Leia a seguir a conclusão da entrevista concedida à Folha pelo economista Morris Goldstein, especialista em mercados internacionais de capitais.

Folha - O FMI poderia ou deveria ter pressionado mais o Brasil a reduzir sua dívida pública?
Morris Goldstein -
Deveria e poderia. Sei que é difícil obrigar um país a reestruturar sua dívida, principalmente quando o dinheiro está entrando. Nos próximos cinco anos, o FMI e as economias emergentes terão de mudar sua maneira de contrair dívidas e de lidar com elas, domésticas ou externas.

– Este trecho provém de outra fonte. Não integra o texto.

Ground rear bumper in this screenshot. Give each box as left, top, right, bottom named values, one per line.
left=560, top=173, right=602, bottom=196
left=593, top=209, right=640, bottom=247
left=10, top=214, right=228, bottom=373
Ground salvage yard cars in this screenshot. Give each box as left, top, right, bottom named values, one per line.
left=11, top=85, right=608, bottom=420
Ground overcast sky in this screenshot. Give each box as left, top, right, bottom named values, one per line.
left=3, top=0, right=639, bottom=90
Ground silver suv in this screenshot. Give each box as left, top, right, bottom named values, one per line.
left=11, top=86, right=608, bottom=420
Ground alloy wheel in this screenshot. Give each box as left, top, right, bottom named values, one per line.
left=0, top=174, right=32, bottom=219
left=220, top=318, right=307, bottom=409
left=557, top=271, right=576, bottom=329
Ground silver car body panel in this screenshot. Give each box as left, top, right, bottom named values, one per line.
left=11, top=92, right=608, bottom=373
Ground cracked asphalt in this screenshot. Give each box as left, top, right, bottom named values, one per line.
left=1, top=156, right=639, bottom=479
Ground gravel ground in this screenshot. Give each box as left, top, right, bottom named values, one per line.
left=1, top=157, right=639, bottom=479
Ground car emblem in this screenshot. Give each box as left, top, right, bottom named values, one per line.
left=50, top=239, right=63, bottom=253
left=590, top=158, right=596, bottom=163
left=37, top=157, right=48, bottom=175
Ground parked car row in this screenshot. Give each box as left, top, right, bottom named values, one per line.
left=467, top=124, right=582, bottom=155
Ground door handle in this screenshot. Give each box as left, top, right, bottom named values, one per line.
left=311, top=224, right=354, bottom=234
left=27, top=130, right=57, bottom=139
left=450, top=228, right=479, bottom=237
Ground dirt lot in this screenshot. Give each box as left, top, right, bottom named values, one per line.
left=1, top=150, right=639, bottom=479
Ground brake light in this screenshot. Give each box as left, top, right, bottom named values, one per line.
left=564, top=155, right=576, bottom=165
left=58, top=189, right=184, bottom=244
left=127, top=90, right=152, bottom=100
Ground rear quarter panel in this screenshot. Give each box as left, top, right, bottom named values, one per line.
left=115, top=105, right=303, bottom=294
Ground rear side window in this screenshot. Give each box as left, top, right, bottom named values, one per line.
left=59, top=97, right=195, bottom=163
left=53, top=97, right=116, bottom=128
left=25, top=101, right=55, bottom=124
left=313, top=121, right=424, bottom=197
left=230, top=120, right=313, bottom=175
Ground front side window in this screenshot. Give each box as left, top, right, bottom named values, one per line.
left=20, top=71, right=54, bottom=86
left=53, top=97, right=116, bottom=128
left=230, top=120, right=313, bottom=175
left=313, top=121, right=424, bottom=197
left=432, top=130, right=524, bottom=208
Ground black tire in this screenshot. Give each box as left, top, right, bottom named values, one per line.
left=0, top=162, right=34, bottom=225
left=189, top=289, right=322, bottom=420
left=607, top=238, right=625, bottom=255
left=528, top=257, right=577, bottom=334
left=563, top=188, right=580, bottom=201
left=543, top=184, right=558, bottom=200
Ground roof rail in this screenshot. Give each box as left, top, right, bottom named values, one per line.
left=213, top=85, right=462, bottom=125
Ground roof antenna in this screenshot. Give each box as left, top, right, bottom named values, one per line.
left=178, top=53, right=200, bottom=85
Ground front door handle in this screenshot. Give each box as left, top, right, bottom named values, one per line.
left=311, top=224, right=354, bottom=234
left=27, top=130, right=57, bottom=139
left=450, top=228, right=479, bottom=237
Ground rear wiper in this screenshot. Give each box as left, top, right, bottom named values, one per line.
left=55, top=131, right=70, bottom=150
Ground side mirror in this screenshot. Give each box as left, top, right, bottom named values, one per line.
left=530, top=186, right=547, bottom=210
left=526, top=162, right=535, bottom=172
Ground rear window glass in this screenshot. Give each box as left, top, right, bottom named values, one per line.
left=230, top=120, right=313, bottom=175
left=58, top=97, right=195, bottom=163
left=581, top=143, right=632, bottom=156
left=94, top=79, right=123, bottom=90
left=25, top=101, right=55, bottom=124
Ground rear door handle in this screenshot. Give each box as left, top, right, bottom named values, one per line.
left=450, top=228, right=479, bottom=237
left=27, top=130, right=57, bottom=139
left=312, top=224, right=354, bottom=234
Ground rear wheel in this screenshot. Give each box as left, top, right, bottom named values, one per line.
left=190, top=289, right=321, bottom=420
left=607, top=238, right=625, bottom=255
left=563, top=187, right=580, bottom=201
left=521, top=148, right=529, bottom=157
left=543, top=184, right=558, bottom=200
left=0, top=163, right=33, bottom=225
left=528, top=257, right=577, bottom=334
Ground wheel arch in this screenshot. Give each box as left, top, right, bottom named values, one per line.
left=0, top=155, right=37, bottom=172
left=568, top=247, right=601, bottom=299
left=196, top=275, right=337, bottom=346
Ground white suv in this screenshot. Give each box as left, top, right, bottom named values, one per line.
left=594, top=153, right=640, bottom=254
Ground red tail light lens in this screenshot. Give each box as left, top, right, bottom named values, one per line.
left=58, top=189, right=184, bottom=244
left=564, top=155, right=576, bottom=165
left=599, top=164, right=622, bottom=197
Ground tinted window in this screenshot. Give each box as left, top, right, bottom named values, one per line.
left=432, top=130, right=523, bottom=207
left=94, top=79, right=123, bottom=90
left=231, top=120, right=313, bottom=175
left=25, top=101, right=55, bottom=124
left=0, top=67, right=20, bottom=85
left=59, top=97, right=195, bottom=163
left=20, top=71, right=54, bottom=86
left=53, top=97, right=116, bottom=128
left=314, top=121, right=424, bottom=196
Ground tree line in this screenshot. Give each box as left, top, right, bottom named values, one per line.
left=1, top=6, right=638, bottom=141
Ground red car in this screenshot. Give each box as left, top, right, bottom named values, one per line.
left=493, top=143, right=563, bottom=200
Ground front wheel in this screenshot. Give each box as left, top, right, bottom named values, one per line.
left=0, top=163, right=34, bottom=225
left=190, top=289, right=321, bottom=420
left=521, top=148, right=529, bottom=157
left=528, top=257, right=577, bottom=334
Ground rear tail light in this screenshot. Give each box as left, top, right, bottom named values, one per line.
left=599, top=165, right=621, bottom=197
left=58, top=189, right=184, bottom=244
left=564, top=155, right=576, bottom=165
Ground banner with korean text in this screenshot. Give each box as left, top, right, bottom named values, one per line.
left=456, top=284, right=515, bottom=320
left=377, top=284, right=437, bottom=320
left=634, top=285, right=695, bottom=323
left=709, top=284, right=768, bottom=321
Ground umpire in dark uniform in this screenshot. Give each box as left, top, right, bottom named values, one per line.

Hoje o FMI não quer forçar o país a reestruturar para não ser acusado de estimular o calote. Então, a dívida vira um elefante na sala que as pessoas fingem não ver. Mas é o elefante que causa o problema.

Folha - Como o sr. acha que o secretário do Tesouro dos EUA, Paul O'Neill, agiria com o Brasil no caso de uma crise de pagamento? Como lidou com a Argentina, fechando os cofres e desprezando a hipótese de contágio?
Goldstein -
Eles tenderiam a ajudar o Brasil devido ao histórico recente de sucesso da política econômica e do bom andamento do programa com o FMI. Além disso, o Brasil é maior, e eles teriam mais medo de contágio.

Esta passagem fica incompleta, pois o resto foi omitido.